Orte an der Salzstraße

 

Was für die heutige Wirtschaft das Erdöl und Erdgas sind, war vor 1000 Jahren das Salz für die Menschen. Die Einen wurden reich, Andere mussten sich in Abhängigkeit begeben. Heute durchziehen Erdöl- und Erdgasleitungen ganz Europa, früher waren die Salzstraßen die Lebensadern der Wirtschaft.

In Europa gab es vor 1000 Jahren viele Salinen, einige Salzbergwerke und unzählige Salzgärten an den Meeren, in denen Salz gewonnen wurde. Die meisten davon hatten jedoch nur lokale Bedeutung. Nur an wenigen Orten wurde für den Fernhandel produziert. Das waren in Mitteleuropa z.B. Lüneburg und Halle, die Region um Salzburg und einige Salzgärten an der Adria, sowie im östlichen Mitteleuropa das Salzbergwerk Wieliczka.
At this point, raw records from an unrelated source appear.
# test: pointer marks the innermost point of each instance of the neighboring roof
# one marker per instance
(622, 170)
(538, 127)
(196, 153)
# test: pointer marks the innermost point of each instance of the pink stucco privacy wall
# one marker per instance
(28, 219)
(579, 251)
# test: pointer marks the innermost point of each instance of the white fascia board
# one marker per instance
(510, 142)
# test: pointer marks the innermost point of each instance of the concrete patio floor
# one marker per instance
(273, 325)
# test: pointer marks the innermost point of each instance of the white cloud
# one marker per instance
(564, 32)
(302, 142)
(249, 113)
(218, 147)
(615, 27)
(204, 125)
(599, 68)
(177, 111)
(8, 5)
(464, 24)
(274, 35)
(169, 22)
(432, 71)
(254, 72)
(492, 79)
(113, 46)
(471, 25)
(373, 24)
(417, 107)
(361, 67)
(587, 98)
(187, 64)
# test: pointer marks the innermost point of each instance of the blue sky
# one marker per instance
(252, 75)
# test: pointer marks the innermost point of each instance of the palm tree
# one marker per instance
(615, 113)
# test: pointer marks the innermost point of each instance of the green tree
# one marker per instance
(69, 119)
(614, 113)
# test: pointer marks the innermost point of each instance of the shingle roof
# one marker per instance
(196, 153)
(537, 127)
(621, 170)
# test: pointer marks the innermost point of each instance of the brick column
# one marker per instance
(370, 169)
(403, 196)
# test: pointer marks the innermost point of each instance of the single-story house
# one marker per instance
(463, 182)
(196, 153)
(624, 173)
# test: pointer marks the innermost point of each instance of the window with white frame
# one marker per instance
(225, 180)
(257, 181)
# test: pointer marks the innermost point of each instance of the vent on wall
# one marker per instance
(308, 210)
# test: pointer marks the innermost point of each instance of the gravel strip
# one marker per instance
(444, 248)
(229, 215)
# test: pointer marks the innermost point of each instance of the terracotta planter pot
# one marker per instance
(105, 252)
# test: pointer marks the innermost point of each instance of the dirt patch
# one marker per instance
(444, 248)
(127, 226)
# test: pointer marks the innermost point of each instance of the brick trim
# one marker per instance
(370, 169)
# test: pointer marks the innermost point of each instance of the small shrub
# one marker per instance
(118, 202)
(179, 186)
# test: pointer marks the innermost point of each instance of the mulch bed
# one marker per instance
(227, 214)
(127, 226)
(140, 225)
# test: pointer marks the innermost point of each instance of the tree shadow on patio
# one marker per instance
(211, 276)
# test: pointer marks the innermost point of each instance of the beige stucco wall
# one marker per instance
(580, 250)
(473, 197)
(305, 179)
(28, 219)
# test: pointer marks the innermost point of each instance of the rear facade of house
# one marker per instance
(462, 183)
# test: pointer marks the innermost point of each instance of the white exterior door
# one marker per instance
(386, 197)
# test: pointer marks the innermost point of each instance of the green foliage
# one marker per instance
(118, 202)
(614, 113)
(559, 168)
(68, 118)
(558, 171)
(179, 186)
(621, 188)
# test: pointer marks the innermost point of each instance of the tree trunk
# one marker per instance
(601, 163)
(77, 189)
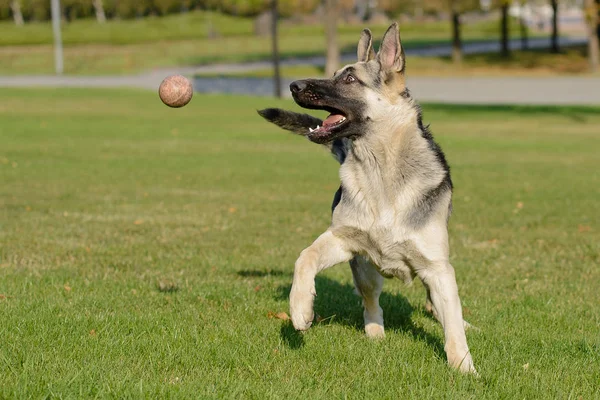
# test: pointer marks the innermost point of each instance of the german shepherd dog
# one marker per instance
(390, 214)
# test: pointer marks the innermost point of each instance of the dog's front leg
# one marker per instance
(327, 251)
(445, 303)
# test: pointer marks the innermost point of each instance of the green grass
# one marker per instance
(142, 248)
(125, 47)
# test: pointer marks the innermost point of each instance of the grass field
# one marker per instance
(125, 47)
(142, 250)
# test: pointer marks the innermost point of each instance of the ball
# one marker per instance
(175, 91)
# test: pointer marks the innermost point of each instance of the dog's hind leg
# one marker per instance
(369, 284)
(445, 303)
(429, 308)
(327, 251)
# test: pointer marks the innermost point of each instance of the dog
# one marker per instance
(390, 214)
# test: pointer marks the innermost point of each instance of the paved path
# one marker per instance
(475, 90)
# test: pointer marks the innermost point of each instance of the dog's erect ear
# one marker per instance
(291, 121)
(365, 50)
(391, 53)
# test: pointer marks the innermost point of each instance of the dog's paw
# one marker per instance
(470, 327)
(374, 331)
(301, 309)
(462, 362)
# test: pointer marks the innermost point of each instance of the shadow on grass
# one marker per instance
(254, 273)
(575, 113)
(337, 304)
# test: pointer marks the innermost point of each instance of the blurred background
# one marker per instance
(229, 46)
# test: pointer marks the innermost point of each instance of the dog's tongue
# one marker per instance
(332, 119)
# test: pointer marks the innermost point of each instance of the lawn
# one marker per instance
(144, 251)
(132, 46)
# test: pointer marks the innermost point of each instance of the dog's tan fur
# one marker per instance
(384, 224)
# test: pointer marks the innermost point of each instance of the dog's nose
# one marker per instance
(297, 86)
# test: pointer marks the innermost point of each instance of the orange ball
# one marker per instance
(175, 91)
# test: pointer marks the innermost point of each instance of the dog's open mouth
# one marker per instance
(333, 124)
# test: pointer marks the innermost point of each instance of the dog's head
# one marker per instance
(357, 94)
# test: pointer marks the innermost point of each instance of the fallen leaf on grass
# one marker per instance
(319, 319)
(584, 228)
(519, 207)
(167, 286)
(280, 315)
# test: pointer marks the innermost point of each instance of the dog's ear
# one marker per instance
(391, 53)
(365, 50)
(290, 121)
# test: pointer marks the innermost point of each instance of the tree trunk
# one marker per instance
(554, 39)
(598, 19)
(456, 40)
(504, 31)
(274, 36)
(593, 24)
(15, 6)
(524, 29)
(99, 8)
(333, 51)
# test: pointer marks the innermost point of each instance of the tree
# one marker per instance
(523, 26)
(593, 24)
(15, 6)
(332, 62)
(276, 71)
(456, 8)
(554, 37)
(504, 48)
(99, 8)
(456, 39)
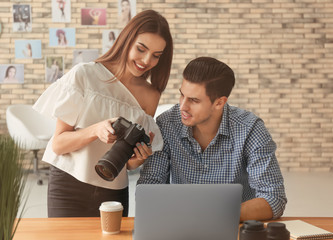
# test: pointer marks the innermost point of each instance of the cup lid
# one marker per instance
(111, 206)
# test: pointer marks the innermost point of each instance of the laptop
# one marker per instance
(187, 211)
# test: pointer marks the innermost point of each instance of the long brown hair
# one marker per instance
(148, 21)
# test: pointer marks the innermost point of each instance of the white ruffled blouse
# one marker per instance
(84, 96)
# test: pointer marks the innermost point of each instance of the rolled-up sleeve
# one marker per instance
(263, 169)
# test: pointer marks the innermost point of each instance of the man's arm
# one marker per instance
(264, 176)
(256, 209)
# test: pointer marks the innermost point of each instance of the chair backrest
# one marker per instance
(28, 128)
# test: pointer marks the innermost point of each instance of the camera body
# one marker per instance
(128, 134)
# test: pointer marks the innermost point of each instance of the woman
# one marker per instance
(125, 14)
(10, 75)
(88, 99)
(61, 35)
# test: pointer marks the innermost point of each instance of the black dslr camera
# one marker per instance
(128, 134)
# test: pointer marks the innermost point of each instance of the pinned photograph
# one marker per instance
(28, 49)
(54, 68)
(21, 18)
(11, 73)
(84, 55)
(61, 10)
(93, 16)
(108, 38)
(126, 10)
(62, 37)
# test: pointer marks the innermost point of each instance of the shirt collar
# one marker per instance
(186, 132)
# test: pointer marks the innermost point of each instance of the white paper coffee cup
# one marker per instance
(111, 215)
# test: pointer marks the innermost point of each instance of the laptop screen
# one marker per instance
(187, 211)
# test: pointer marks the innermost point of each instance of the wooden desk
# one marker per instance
(90, 228)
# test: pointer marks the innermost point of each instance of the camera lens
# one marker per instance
(106, 170)
(110, 165)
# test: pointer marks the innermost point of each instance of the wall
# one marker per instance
(280, 50)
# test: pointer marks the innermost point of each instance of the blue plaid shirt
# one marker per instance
(241, 152)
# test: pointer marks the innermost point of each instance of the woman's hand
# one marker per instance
(141, 152)
(67, 139)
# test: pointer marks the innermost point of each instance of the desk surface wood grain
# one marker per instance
(90, 228)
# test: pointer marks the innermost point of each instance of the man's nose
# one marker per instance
(183, 106)
(146, 59)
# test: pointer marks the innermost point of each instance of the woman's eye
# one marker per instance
(140, 50)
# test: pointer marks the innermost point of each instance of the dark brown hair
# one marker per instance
(218, 77)
(148, 21)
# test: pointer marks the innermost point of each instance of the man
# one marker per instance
(208, 141)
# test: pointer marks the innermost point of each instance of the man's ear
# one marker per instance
(220, 102)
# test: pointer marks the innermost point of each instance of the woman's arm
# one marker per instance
(67, 139)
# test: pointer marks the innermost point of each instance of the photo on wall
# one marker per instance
(84, 55)
(93, 16)
(25, 49)
(62, 37)
(126, 10)
(11, 73)
(108, 38)
(54, 68)
(21, 18)
(61, 10)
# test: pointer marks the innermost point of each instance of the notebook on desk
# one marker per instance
(187, 211)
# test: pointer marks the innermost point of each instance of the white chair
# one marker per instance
(162, 108)
(30, 130)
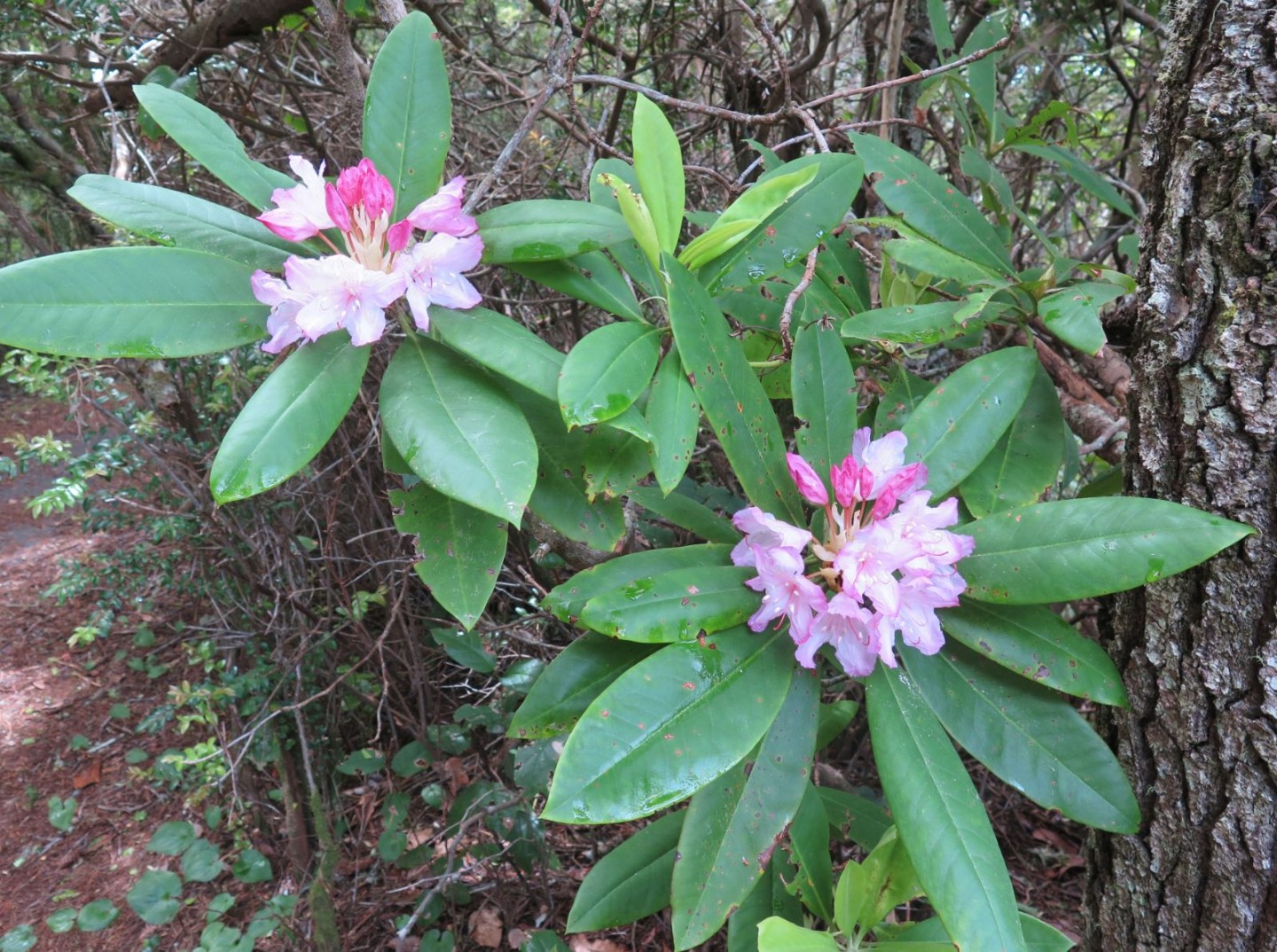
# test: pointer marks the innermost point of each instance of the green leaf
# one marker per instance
(545, 230)
(174, 218)
(824, 394)
(734, 822)
(460, 549)
(931, 206)
(1073, 313)
(940, 818)
(289, 418)
(408, 113)
(129, 302)
(1027, 457)
(568, 600)
(606, 371)
(655, 735)
(458, 432)
(208, 139)
(659, 168)
(571, 682)
(957, 425)
(1085, 548)
(675, 417)
(1028, 737)
(731, 394)
(591, 277)
(1038, 644)
(156, 897)
(630, 882)
(675, 606)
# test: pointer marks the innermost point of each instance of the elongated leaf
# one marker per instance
(408, 113)
(962, 420)
(606, 371)
(675, 606)
(931, 206)
(591, 277)
(732, 397)
(208, 139)
(659, 168)
(1028, 737)
(824, 394)
(129, 302)
(1038, 644)
(940, 818)
(574, 679)
(545, 230)
(1085, 548)
(1026, 460)
(734, 822)
(501, 345)
(458, 432)
(656, 734)
(630, 882)
(460, 549)
(568, 600)
(290, 417)
(174, 218)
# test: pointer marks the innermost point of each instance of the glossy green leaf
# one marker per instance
(656, 734)
(458, 432)
(571, 682)
(631, 881)
(1026, 460)
(960, 423)
(940, 817)
(734, 822)
(545, 230)
(731, 394)
(675, 606)
(206, 138)
(1085, 548)
(659, 168)
(501, 345)
(606, 371)
(824, 394)
(783, 238)
(591, 277)
(1027, 735)
(675, 418)
(1073, 313)
(174, 218)
(129, 302)
(932, 206)
(408, 113)
(809, 847)
(289, 418)
(568, 600)
(458, 549)
(1038, 644)
(686, 513)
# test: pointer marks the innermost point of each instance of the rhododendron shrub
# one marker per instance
(887, 548)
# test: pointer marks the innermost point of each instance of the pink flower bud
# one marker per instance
(806, 479)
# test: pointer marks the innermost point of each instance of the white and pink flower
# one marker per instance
(378, 261)
(884, 566)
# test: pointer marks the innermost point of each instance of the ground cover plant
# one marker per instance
(876, 502)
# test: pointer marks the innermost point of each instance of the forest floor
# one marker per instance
(69, 734)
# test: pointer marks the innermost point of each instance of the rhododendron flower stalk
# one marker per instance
(378, 261)
(881, 569)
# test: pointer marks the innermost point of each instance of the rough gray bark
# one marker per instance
(1199, 651)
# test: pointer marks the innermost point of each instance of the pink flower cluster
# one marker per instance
(380, 261)
(882, 568)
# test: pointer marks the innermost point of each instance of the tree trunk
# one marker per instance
(1199, 651)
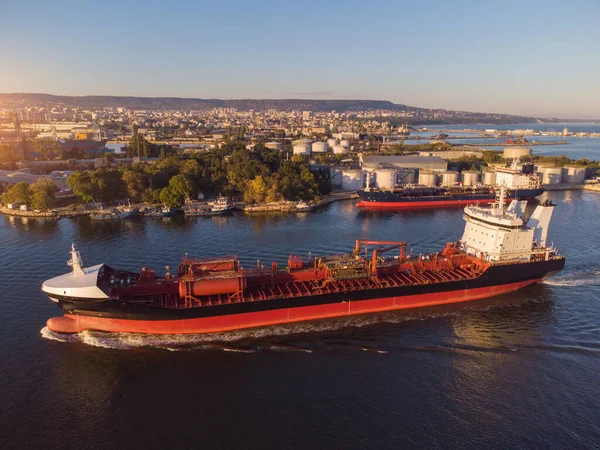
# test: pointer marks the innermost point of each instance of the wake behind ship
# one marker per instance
(501, 250)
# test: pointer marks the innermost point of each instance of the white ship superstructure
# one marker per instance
(503, 234)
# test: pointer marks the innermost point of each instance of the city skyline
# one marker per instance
(534, 59)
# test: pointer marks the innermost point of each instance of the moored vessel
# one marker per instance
(521, 186)
(221, 205)
(502, 249)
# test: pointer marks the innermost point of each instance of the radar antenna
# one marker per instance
(76, 262)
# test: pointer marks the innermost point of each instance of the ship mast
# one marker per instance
(76, 262)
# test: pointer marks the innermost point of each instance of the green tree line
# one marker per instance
(257, 175)
(39, 195)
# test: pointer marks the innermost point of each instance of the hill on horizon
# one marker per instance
(16, 100)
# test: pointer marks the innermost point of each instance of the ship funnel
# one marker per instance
(76, 262)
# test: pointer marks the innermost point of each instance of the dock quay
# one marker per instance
(293, 206)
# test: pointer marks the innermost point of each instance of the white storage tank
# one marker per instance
(353, 180)
(406, 176)
(386, 178)
(550, 174)
(335, 176)
(302, 141)
(319, 147)
(301, 149)
(470, 178)
(427, 178)
(274, 146)
(516, 152)
(449, 178)
(573, 174)
(489, 177)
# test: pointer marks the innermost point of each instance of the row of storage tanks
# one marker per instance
(353, 179)
(307, 146)
(552, 174)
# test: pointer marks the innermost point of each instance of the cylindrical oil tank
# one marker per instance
(573, 174)
(211, 286)
(550, 174)
(386, 178)
(406, 176)
(319, 147)
(449, 178)
(274, 146)
(353, 180)
(427, 178)
(301, 149)
(470, 178)
(516, 152)
(335, 176)
(302, 141)
(489, 177)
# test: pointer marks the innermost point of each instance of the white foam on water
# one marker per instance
(589, 278)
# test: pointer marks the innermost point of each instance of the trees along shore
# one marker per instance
(258, 175)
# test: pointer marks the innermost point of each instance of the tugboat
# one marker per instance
(501, 250)
(220, 206)
(165, 211)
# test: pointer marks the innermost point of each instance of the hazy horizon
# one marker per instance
(534, 59)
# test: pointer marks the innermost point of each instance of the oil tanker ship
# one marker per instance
(522, 185)
(502, 249)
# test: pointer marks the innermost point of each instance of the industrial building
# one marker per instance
(435, 163)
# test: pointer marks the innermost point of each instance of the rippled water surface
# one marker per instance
(521, 370)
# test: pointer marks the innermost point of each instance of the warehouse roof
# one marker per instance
(405, 162)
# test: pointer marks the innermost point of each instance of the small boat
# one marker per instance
(165, 211)
(302, 206)
(125, 212)
(220, 206)
(104, 214)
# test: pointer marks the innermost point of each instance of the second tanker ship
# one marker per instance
(501, 250)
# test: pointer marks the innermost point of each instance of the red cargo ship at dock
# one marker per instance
(216, 295)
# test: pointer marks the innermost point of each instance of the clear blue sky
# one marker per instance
(523, 57)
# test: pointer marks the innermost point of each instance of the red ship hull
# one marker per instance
(424, 204)
(71, 323)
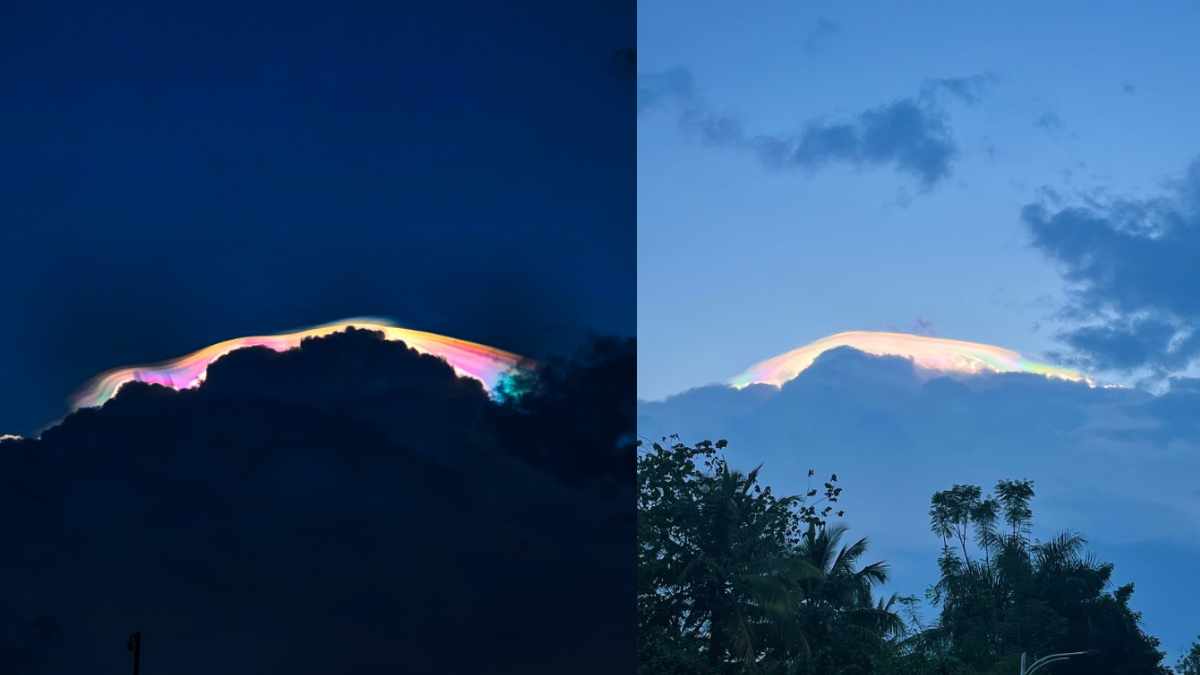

Diese Orte mit ihren Handelsplätzen Lübeck, Magdeburg, Leipzig, Prag, Salzburg, Venedig und Rom sollen mit einer neuen „kulturtouristischen Alten Salzstraße“, einer Ferien- und Panoramastraße, verbunden werden. Diese historische Alte Salzstraße führt heute vor allem durch ländliche Regionen, abseits des Touristenrummels oder der städtischen Hektik. Die touristische Erschließung soll Impulse für diese dann verbundenen Regionen bringen. Für Mitteldeutschland (Sachsen-Anhalt, Thüringen und Sachsen) und Tschechien wurde dafür im Jahr 2010 der Verein „Alte Salzstraße Halle – Prag“ gegründet, der im Netzwerk „Alte Salzstraßen“ aktiv den Wegeabschnitt durch Mitteldeutschland und Tschechien, zwischen Halle und Prag, entwickeln will.